In fig. 1 SEC chromatograms of pitch and Maya fractions have been reported as a function of

the MW, obtained by polystyrene calibration. In the case of pitch, the starting material and all

its fractions are reported, as all of them are easily dissolved in NMP for SEC elution, whereas

in the case of Maya crude oil, both the starting material and one of the two asphaltenes

fractions, named Maya A NI, are insoluble in NMP and therefore not analyzable by SEC.

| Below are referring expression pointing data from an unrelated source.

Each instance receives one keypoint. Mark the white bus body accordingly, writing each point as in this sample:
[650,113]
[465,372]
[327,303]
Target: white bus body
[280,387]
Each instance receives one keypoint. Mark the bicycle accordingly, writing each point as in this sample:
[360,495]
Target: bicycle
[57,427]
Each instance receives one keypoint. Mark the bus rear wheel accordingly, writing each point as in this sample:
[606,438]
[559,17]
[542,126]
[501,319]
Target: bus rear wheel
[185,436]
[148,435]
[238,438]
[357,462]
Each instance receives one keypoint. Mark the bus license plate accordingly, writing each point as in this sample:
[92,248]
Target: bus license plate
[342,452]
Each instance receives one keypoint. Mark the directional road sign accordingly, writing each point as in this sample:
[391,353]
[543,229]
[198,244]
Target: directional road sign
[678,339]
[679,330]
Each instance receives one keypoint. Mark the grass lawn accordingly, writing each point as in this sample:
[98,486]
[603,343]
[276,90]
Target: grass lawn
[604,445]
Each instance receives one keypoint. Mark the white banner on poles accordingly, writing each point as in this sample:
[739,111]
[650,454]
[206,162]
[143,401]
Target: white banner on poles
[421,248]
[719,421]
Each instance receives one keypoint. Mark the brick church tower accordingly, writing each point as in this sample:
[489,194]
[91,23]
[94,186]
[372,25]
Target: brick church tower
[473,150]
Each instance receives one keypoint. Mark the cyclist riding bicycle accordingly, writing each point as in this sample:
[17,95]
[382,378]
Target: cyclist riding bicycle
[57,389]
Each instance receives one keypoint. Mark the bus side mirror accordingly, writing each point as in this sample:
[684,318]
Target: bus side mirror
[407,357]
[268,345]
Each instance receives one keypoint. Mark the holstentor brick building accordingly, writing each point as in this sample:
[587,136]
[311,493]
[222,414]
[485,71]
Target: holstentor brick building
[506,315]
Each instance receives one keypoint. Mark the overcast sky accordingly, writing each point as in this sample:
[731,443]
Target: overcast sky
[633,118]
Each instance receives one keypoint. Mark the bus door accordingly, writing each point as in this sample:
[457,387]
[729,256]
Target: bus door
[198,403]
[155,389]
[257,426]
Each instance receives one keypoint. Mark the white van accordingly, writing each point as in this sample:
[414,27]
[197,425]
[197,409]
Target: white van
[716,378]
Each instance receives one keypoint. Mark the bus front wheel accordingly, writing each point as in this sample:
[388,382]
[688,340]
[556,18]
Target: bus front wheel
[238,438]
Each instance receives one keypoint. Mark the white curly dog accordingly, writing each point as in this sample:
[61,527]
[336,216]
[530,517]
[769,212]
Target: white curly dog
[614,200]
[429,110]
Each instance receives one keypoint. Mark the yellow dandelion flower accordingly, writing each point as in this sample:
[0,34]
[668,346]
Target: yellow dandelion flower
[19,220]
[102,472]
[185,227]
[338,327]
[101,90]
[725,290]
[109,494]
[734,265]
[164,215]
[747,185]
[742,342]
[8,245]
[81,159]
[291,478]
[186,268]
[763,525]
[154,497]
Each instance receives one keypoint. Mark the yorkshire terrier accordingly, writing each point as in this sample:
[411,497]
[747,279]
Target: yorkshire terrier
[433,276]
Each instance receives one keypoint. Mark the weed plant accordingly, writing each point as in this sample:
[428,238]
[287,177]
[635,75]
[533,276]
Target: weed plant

For both the samples, the heptane solubles (pitch HS and Maya HS) showed the smallest

molecular distribution, with a maximum around 400 u for pitch HS and with 2 peaks for

Maya HS, one around 400u and the second around 1000 u. It is evident from the comparison

between not fractioned pitch and pitch HS that pitch HS constitutes the lighter fraction of

pitch.

An early eluting peak was observed in pitch TI, in Maya HS and in Maya A NS, more evident

in the last one, which corresponds to material of molecular size unable to penetrate the

porosity of the column packing (around and above 20,000 u), and referred to as “excluded”

from the column porosity. In a previous work [6] it was hypothesized that these materials may

be adopting three-dimensional conformations, corresponding to large hydrodynamic volumes

and very large apparent molecular masses, whereas the real MW can be much smaller.

In order to check the SEC MW attribution and to have more chemical information on the

samples, LDI-MS has been applied by using two different source configuration and mass

analyzers: LDI-TOF-MS, with high vacuum ionization source and time of flight analyzer and

AP-LDI-ITMS, with atmospheric pressure source and ion trap analyzer.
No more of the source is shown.